En un instant la salle du festin est envahie, une partie des soldats, l'épée à la main, environne tout à coup Flaccus, qui, loin d'attendre rien de pareil, buvait en ce moment à la santé d'un convive et ne songeait qu'à faire bonne chère. [114] Bassus s'approche: à sa vue le président reste interdit; il veut se lever, il aperçoit la garde qui l'entoure; avant de rien entendre, il comprend la volonté de Caïus, l'ordre donné aux soldats et le sort qui l'attend. En de pareils instants l'esprit est doué d'une sorte d'intuition qui rassemble dans une seule perception des événements qu'un long intervalle sépare.
[115] Tous les convives se lèvent frissonnant d'épouvante: ce festin pouvait leur être funeste; la fuite ne les sauvait pas. D'ailleurs nul n'osait la prendre; et puis comment fuir? Toutes les issues étaient gardées.[51]
Sur l'ordre de Bassus, les soldats emmènent Flaccus de ce festin qui devait être pour lui le dernier. N'était-il pas juste qu'il se vit arraché du sein du foyer pour être conduit au tribunal, lui qui avait jadis violé le foyer de tant d'innocents? Ce qui lui arrivait était jusque-là sans précédent:[52] on n'avait jamais vu dans sa province un gouverneur pris vif et traité en ennemi.
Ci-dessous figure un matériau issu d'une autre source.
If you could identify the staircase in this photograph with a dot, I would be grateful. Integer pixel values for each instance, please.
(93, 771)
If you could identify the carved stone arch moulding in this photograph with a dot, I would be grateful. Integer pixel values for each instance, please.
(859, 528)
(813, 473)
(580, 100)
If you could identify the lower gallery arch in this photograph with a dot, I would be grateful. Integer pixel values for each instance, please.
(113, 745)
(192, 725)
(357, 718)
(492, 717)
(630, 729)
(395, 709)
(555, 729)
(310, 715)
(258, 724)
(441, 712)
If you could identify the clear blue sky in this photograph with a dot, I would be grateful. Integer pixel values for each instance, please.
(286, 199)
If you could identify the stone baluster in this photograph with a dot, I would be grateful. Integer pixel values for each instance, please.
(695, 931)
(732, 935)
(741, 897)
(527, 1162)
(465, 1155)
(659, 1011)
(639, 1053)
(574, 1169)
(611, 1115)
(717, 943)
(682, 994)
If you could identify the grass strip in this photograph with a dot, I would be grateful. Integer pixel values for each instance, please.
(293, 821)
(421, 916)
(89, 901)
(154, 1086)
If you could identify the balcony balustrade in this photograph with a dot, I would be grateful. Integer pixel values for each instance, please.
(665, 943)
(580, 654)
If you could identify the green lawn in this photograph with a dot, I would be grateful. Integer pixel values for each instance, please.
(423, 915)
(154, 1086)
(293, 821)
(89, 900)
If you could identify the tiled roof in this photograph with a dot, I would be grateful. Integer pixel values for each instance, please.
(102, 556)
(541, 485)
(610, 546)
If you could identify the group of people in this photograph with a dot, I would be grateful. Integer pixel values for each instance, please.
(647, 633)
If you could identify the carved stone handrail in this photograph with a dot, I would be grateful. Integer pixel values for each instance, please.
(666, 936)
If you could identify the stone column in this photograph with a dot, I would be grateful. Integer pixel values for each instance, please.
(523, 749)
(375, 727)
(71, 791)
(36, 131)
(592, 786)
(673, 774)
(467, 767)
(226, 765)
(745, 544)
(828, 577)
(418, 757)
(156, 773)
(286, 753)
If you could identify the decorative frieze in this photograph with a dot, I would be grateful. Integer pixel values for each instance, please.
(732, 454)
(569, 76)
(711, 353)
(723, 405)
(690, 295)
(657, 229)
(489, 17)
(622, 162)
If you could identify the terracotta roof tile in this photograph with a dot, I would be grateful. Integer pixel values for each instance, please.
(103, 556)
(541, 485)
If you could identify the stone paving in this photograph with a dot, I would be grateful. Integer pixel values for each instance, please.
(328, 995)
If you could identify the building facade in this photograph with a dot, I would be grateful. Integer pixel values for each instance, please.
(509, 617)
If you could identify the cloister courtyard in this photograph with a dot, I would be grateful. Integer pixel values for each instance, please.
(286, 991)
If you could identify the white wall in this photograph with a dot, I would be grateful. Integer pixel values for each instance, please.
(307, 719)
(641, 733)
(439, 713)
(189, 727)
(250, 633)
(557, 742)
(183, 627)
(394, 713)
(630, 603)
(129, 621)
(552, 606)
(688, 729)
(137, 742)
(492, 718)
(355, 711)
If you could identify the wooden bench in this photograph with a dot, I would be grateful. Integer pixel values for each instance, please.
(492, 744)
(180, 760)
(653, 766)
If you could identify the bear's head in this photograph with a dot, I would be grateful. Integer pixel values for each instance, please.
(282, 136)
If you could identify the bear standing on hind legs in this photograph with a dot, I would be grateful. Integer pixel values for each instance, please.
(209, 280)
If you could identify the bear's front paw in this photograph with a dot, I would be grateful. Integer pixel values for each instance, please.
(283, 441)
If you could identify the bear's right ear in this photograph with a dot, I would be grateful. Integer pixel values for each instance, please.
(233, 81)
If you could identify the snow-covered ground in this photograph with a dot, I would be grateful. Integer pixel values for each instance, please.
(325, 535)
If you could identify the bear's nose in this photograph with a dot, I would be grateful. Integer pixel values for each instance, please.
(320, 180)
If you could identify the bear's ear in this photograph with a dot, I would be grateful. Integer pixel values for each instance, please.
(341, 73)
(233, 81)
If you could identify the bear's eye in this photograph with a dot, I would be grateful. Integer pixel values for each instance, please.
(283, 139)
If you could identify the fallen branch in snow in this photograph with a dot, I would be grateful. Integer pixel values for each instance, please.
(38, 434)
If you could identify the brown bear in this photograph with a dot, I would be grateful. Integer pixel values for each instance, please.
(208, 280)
[116] Je crois qu'il fut ainsi châtié à cause des Juifs que cet ambitieux, avide de gloire, avait voulu anéantir, et cela me parait d'autant plus vraisemblable, qu'il fut pris pendant une fête nationale que les Juifs célèbrent à l'équinoxe d'automne, sous des tentes.[53] [117] La fête était suspendue: car nos magistrats, après toutes sortes de tortures et d'outrages, avaient été jetés en prison, et le peuple compatissait à leur douleur aussi vivement qu'à la sienne, car chacun avait à déplorer des calamités domestiques. [118] L'affliction redouble quand elle empêche de célébrer les réjouissances, de s'abandonner à la tranquillité et au repos d'esprit que réclame le temps d'une fête. [119] Les Juifs étaient sous le poids d'une douleur à laquelle ils ne pouvaient trouver aucun soulagement; pliant sous le faix de l'angoisse, ils osaient à peine, à la faveur des ténèbres, se réunir dans leurs maisons.
[120] Survint le bruit de l'arrestation du gouverneur: les Juifs crurent à une fausse nouvelle et ne ressentirent que de l'indignation en pensant qu'on se faisait un jeu de leur tendre un nouveau piège. Mais bientôt la ville s'emplit de tumulte, les gardes de nuit courent çà et là, des cavaliers vont et viennent avec agitation de la ville au camp.[54]
[121] Etonnés de ces allures étranges, quelques-uns des nôtres se hasardent à sortir pour aller aux informations; car il paraissait être survenu quelque chose de nouveau. Quand ils eurent la certitude que Flaccus avait été arrêté et pris comme dans un filet, les Juifs, levant les mains au ciel, et rendant grâces au Dieu qui veille sur les affaires humaines, dirent: " Nous ne nous réjouissons pas,[55] Seigneur, du malheur d'un ennemi; tes saintes lois nous enseignent à plaindre l'infortune: nous te rendons les grâces qui te sont dues pour avoir eu pitié de nous, pour avoir soulagé notre affliction jusqu'ici sans trêve. "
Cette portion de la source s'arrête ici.